Gold futures closed Monday at the highest level since May and tallied their best month since March, boosted by a weaker U.S. dollar and hopes the cycle of central bank interest rate hikes is near an end.
Front-month Comex gold (XAUUSD:CUR) for August delivery ended Monday +0.5% and rallied 2.6% for the month of July to $1,970.50/oz, snapping a two-month losing streak.
ETFs: (NYSEARCA:GLD), (GDX), (GDXJ), (IAU), (NUGT), (PHYS), (GLDM), (AAAU), (SGOL), (BAR), (OUNZ)

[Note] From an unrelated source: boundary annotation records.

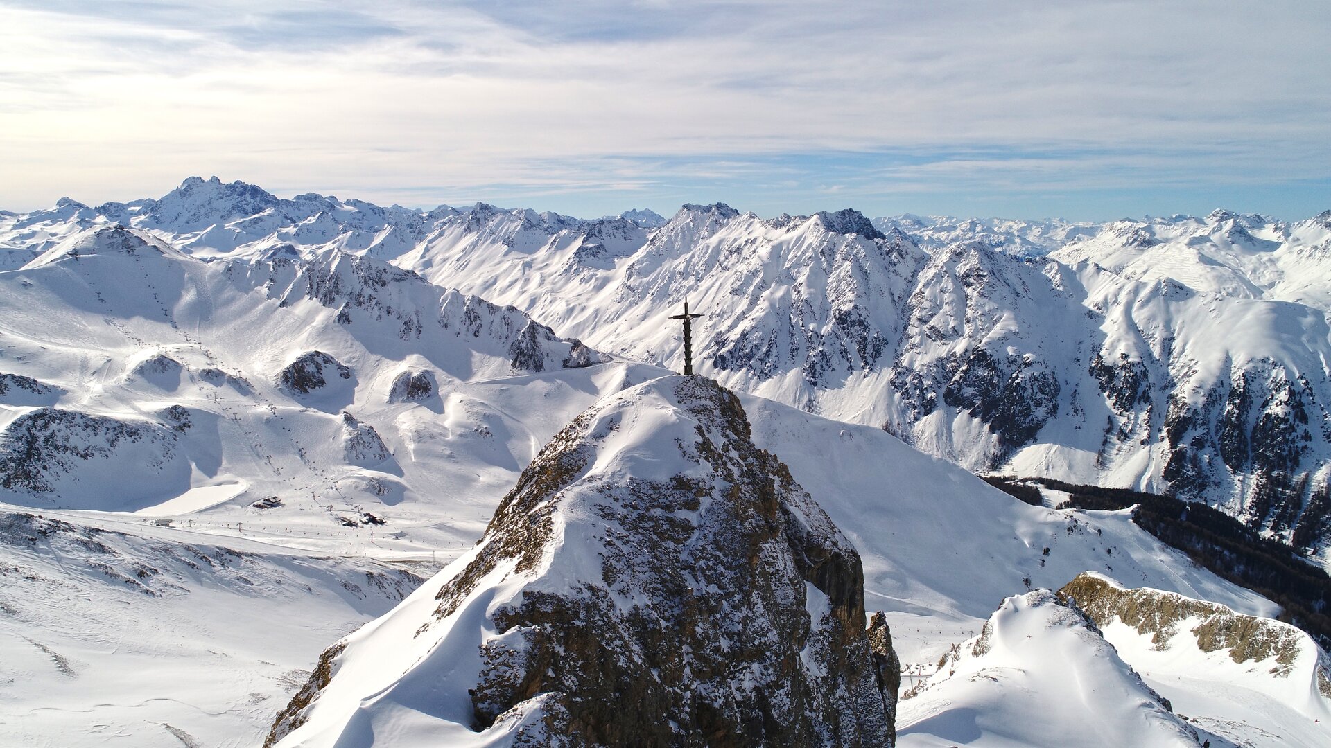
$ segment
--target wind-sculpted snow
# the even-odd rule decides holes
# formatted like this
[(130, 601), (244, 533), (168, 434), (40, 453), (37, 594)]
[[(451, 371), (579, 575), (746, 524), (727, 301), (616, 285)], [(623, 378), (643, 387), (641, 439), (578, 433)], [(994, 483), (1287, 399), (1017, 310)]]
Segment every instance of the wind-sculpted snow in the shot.
[(138, 519), (0, 511), (0, 743), (257, 745), (319, 650), (421, 582)]
[(904, 745), (1201, 744), (1095, 624), (1046, 590), (1008, 598), (948, 652), (901, 701), (898, 732)]
[(894, 664), (858, 555), (739, 399), (667, 377), (555, 435), (269, 744), (892, 745)]
[(1099, 574), (1078, 575), (1058, 598), (1094, 620), (1197, 728), (1235, 745), (1326, 741), (1331, 656), (1303, 631)]

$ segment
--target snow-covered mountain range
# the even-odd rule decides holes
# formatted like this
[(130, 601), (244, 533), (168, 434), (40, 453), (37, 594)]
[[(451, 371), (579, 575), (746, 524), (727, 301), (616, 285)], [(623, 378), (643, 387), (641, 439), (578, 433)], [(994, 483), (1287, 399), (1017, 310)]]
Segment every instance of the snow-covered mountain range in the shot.
[[(1083, 693), (1087, 705), (1115, 701), (1105, 713), (1118, 727), (1105, 735), (1213, 745), (1320, 735), (1331, 708), (1323, 696), (1292, 711), (1279, 705), (1303, 687), (1287, 688), (1290, 677), (1318, 688), (1310, 639), (1229, 671), (1209, 644), (1174, 636), (1182, 626), (1159, 636), (1178, 657), (1134, 644), (1113, 623), (1138, 626), (1127, 604), (1115, 607), (1121, 596), (1081, 610), (1029, 591), (1091, 571), (1251, 620), (1276, 615), (1272, 603), (1193, 566), (1127, 512), (1028, 506), (968, 470), (1170, 488), (1324, 560), (1331, 338), (1312, 278), (1326, 273), (1331, 220), (1213, 214), (1133, 230), (917, 222), (851, 210), (763, 220), (724, 205), (687, 205), (669, 220), (488, 205), (421, 212), (317, 194), (281, 200), (216, 178), (186, 180), (160, 200), (97, 208), (63, 200), (48, 212), (0, 216), (8, 269), (0, 272), (0, 574), (15, 580), (0, 590), (0, 688), (13, 696), (0, 727), (35, 745), (100, 744), (112, 733), (141, 745), (262, 741), (301, 683), (323, 689), (321, 651), (379, 615), (347, 639), (347, 657), (359, 651), (357, 661), (373, 663), (378, 647), (395, 651), (382, 631), (417, 631), (425, 623), (417, 614), (439, 606), (433, 595), (484, 548), (503, 546), (507, 520), (491, 515), (506, 494), (522, 492), (524, 468), (536, 470), (543, 446), (567, 427), (588, 467), (560, 478), (586, 494), (559, 504), (572, 511), (559, 522), (588, 532), (600, 532), (587, 512), (600, 511), (602, 499), (588, 496), (606, 488), (606, 475), (630, 487), (611, 491), (627, 516), (647, 498), (668, 499), (656, 483), (693, 475), (689, 465), (727, 465), (721, 472), (739, 475), (757, 465), (749, 450), (777, 459), (795, 486), (783, 502), (800, 506), (805, 495), (827, 514), (835, 527), (825, 538), (848, 542), (862, 564), (861, 615), (881, 611), (890, 626), (912, 693), (897, 720), (901, 745), (966, 735), (998, 744), (1040, 724), (1032, 717), (1044, 699), (1008, 695), (1063, 689), (1066, 679), (1034, 663), (1025, 676), (1005, 675), (1013, 657), (1032, 656), (1028, 635), (1037, 648), (1057, 643), (1086, 677), (1114, 684), (1113, 697)], [(940, 238), (966, 230), (973, 236)], [(1201, 269), (1153, 276), (1177, 254), (1166, 248), (1189, 248)], [(739, 393), (743, 429), (737, 419), (703, 423), (677, 394), (688, 379), (663, 378), (662, 366), (681, 363), (668, 315), (684, 297), (704, 313), (697, 370)], [(606, 414), (618, 429), (602, 423)], [(699, 430), (744, 439), (727, 437), (729, 447), (703, 459), (691, 443)], [(708, 479), (729, 482), (721, 472)], [(704, 522), (701, 506), (696, 514), (689, 522), (700, 536), (727, 527)], [(616, 616), (632, 602), (664, 610), (679, 599), (660, 596), (663, 564), (639, 552), (640, 528), (626, 522), (623, 562), (640, 595), (626, 595), (627, 607), (602, 623), (631, 630), (631, 615)], [(574, 562), (462, 596), (547, 588), (551, 574), (560, 584), (607, 583), (599, 562), (572, 552), (576, 538), (559, 540), (548, 552)], [(507, 556), (495, 558), (499, 570)], [(389, 612), (450, 562), (417, 594), (429, 599)], [(792, 563), (792, 579), (803, 582), (791, 590), (805, 595), (799, 614), (817, 619), (824, 598), (839, 610), (845, 590), (817, 575), (809, 582), (804, 562)], [(713, 602), (759, 599), (767, 610), (776, 598)], [(232, 610), (246, 634), (209, 624), (196, 635), (184, 623), (226, 620)], [(791, 611), (768, 614), (764, 626), (795, 620)], [(321, 623), (262, 631), (265, 618), (289, 615)], [(982, 638), (990, 616), (989, 630), (1002, 634), (990, 642), (1002, 647), (952, 650)], [(124, 622), (120, 634), (84, 623), (97, 619)], [(173, 623), (162, 630), (158, 619)], [(433, 626), (419, 647), (488, 642), (495, 656), (516, 656), (503, 650), (512, 642), (492, 640), (496, 631), (476, 620)], [(845, 636), (865, 634), (853, 628)], [(1106, 647), (1121, 660), (1105, 663)], [(229, 675), (173, 688), (201, 652), (232, 663)], [(813, 691), (832, 683), (820, 668), (841, 655), (828, 652), (797, 652), (808, 656), (800, 661)], [(948, 652), (956, 673), (934, 667)], [(962, 667), (965, 652), (978, 659)], [(1271, 676), (1280, 656), (1299, 664)], [(333, 665), (342, 661), (351, 660), (330, 655), (326, 675), (350, 704), (365, 695), (338, 685)], [(434, 675), (418, 680), (437, 677)], [(121, 697), (92, 696), (126, 668), (141, 676), (122, 684)], [(1254, 680), (1259, 669), (1266, 680)], [(383, 700), (391, 715), (375, 724), (410, 731), (453, 720), (482, 740), (475, 724), (454, 719), (462, 712), (421, 707), (415, 696), (426, 687), (398, 675), (374, 675), (402, 696)], [(1222, 679), (1233, 689), (1210, 696)], [(462, 699), (476, 683), (446, 687)], [(495, 709), (548, 716), (522, 697), (500, 701)], [(1171, 716), (1167, 701), (1177, 711), (1189, 704), (1189, 719)], [(363, 719), (374, 723), (381, 711)], [(326, 735), (351, 719), (318, 713)], [(1042, 735), (1073, 735), (1083, 717), (1047, 716)], [(1141, 732), (1125, 727), (1139, 717), (1150, 723)], [(519, 723), (527, 724), (510, 727)], [(809, 729), (840, 729), (819, 724)], [(365, 743), (354, 735), (362, 733), (346, 732), (347, 744)]]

Recent data showing signs of cooling inflation in the U.S. has raised hopes the Federal Reserve was closer to ending its rate hiking cycle.
This week, Australia will announce its next interest rate decision on August 1, and policy makers are expected to raise rates by 25 bps to 4.35%, the highest in more than a decade, though some market participants expect the RBA will hold its cash rate at 4.1% for a second straight meeting after Q2 inflation cooled by more than expected.
Meanwhile, the Bank of England seems likely to raise rates by 25 bps to 5.25% on Thursday, following the surprise 50-bps increase in June.
“Gold prices are attempting a bullish breakout as optimism grows that the major central banks are all approaching the end of their tightening cycles,” wrote Oanda’s Edward Moya, noting that the Reserve Bank of Australia “might be one-and-done” this week and the Bank of England “might be done after a couple more.”
Two European Central Bank policymakers on Friday also raised the prospect of an end to its rate hikes.
Meanwhile, the dollar index posted its second straight monthly decline, making gold more attractive for other currency holders.